Equally telling is the lengthier Non-Fiction, the story of struggling documentary film-maker Toby Oxman (Paul Giamatti), who sets out to make a fly-on-the-wall study of an average American family, focusing on their eldest son, teenage slacker Scooby (Mark Webber). Undoubtedly an alter-ego for Solondz himself (who, like Toby, sports a wispy hairstyle and goofy glasses), the unsuccessful Oxman eventually achieves success at the expense of his subjects – who are greeted with howls of derision from the audience watching the resulting film. Called American Scooby, Oxman's doc is a thinly-veiled reference to Chris Smith's highly-praised study of a Midwestern wannabe horror director, American Movie. Solondz denies that he is attacking Smith himself but is instead commenting on "the nature of documentary film-making", partly as a response to audience misinterpretation.

"The audience that I saw American Movie with were laughing quite a bit," he says. "Some of it is funny, but at a certain point it became a little bit disconcerting. I didn't like this audience." It was, he says, largely made up of college undergrads, afflicted by a superiority complex higher education can engender. "It's something we've all been through. You feel incredibly smart and sophisticated [at college], as you read these big books that seem very intimidating, and you go to movies now with a different attitude to show how smart, hip and 'inside' you are." While this may be true, the fact that Solondz casts Mike Schank (one of the true-life subjects of American Movie) in a cameo role, smacks of entrapment, as those "inside" enough to get the reference are automatically condemned as smug in Solondz's eyes.
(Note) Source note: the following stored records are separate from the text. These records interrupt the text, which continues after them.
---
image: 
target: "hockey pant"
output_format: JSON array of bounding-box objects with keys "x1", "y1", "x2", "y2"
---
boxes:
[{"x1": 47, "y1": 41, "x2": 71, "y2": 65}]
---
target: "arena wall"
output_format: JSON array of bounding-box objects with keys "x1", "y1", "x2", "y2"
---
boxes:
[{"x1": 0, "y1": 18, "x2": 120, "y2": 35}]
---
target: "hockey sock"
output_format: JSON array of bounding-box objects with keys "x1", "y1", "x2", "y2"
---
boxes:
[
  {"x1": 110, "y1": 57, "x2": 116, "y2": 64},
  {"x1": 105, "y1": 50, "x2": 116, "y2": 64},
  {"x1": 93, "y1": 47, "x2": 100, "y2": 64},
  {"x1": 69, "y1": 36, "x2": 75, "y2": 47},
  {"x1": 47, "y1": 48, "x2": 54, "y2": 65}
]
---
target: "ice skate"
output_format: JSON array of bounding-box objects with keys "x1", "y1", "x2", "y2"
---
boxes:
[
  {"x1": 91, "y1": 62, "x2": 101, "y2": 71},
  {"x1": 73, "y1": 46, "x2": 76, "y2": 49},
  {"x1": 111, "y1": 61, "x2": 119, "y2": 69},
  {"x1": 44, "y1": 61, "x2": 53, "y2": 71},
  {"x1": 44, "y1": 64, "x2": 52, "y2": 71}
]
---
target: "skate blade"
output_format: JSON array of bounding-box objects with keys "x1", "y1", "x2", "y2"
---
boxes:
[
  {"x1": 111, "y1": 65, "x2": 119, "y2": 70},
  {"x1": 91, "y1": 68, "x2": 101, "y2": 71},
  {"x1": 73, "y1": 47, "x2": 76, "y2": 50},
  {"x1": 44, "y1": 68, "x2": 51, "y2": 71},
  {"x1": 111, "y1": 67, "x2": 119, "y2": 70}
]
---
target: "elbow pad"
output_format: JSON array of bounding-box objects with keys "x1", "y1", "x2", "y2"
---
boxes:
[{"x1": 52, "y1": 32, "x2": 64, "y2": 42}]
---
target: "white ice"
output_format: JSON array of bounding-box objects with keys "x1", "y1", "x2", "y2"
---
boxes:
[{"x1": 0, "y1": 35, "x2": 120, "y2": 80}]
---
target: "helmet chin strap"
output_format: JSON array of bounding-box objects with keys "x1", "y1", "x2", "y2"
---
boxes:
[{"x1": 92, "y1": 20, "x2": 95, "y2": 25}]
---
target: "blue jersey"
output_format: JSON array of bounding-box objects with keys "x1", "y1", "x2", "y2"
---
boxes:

"My movies are not for everyone – especially people who like them," he says. Shocked by the response of some misguided fans of Happiness, who congratulated him for "funny" sequences that involved child abuse, Solondz knows he's playing a dangerous game. "Sometimes people don't read the movie in the way you intended," he says. "I understand it's a risk that I take with the subject-matter and the approach that I have – but I don't really know what to do about that." More straight-forward, however, is the brief but vicious parody of the infamous "paper-bag" scene from Sam Mendes' American Beauty: "I'm always very respectful of my peers, but some journalist told me that Sam Mendes was putting down Happiness, so I felt I had carte blanche to respond." Just as Storytelling plays, in part, as a response to the furore surrounding Happiness, it will be interesting to see how Solondz deals with the reaction to Storytelling. Already notorious for the aforementioned sex scene, the US release of the film in February will see a large red box on the screen obscuring the act – censorship employed at the behest of the distributor New Line to achieve an R-rating and which Solondz believes acts as a statement in his favour.

The production was also beset by internet-fuelled rumours from the outset: chiefly, that the film was conceived as a triptych and Solondz later ditched the third part (in fact, only a two-minute epilogue was jettisoned). Heather Matarazzo, the star of his sophomore breakthrough movie, the 1995 high school-set Welcome to the Dollhouse, was also said to be involved – and then cut. Solondz clarifies she was never in the film, after the pair had "creative differences". More viciously, Dawson's Creek star James Van Der Beek was labelled homophobic, after web-gossips speculated that the reason his role in Fiction wound up being snipped was because he objected to appearing in a gay sex scene.

Honest, and undoubtedly powerful, if only for the brutal scenes of victim-revenge, Storytelling stinks of self-doubt, as Solondz tries to come to terms with his own success – and at whose expense this has been achieved. "There's much more spotlight on me now," he sighs. "I think I have to go to a lower level. This is a little big for me."